For September, first off are appropriations for FY 2016. None of the twelve bills have been sent to the President so a continuing resolution (CR) to provide funding on October 1 will be required. Senate Democrats have blocked action on the appropriations measures in that body waiting for a more realistic set of budget caps but a bipartisan renegotiation of the caps has not happened and the Republican leadership has not made a move to open such talks. On the House side Republican leadership blocked further debate when the Interior Department bill got bogged down in a debate over the confederate flag. Neither house has debated a Labor-HHS-Education appropriations beyond the committee level.
The biggest challenge that will become clearer this week is the growing desire of some conservative members of Congress to push a defunding of Planned Parenthood as part of any temporary or long term funding extension. If that happens Congressional Democrats and the President would oppose any funding measure which could result in an October 1 shutdown.
The Congress has only 12 business days scheduled in this month. Before the end of the fiscal year both houses will debate the Iran agreement that the Administration has negotiated by September 17, Congress will break for the Jewish holidays of Rosh Hashanah and Yom Kippur, and on September 24, Pope Francis will address the Congress. In addition to appropriations there are a number of expiring programs that must be addressed including TANF (Temporary Assistance for Needy Families) cash assistance block grant. The hoped for reauthorization of that law may be fading.
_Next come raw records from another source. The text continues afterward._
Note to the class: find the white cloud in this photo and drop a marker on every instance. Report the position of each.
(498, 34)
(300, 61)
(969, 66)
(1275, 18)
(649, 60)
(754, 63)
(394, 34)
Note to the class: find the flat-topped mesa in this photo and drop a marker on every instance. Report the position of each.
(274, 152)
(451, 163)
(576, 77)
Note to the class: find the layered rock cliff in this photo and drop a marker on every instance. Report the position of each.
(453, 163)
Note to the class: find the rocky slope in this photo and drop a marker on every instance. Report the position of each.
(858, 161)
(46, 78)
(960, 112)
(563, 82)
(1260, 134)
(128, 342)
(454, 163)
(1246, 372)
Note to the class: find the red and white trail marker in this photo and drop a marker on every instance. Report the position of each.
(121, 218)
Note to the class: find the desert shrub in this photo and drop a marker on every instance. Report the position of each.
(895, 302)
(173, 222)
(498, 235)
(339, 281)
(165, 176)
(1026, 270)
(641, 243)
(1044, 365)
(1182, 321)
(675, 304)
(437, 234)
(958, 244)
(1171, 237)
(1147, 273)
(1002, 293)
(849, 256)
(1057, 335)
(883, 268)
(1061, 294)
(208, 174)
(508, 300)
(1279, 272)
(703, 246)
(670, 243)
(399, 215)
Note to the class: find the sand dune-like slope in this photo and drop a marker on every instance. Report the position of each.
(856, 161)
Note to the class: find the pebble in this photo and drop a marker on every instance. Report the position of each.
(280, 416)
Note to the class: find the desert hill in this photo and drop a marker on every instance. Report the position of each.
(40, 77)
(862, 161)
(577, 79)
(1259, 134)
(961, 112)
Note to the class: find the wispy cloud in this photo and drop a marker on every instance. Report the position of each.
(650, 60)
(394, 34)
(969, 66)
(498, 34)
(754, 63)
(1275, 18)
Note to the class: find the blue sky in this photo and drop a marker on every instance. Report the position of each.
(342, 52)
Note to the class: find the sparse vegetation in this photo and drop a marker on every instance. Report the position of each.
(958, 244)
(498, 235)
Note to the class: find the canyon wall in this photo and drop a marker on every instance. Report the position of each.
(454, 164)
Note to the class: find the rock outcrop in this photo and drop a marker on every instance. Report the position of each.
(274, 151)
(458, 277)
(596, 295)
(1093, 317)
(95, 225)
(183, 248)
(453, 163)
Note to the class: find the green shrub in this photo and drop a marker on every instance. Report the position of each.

There are also a host of programs that require a reauthorization but these programs will continue to get funded without one. These include the ESEA education law (see below), child nutrition, CAPTA and all the programs that are a part of the CAPTA five year reauthorization including the Community-Based Child Abuse Prevention (CB-CAP), Family Violence Prevention Act, Adoption Opportunities Act and Abandoned Infants programs—although the last one is likely to be unfunded.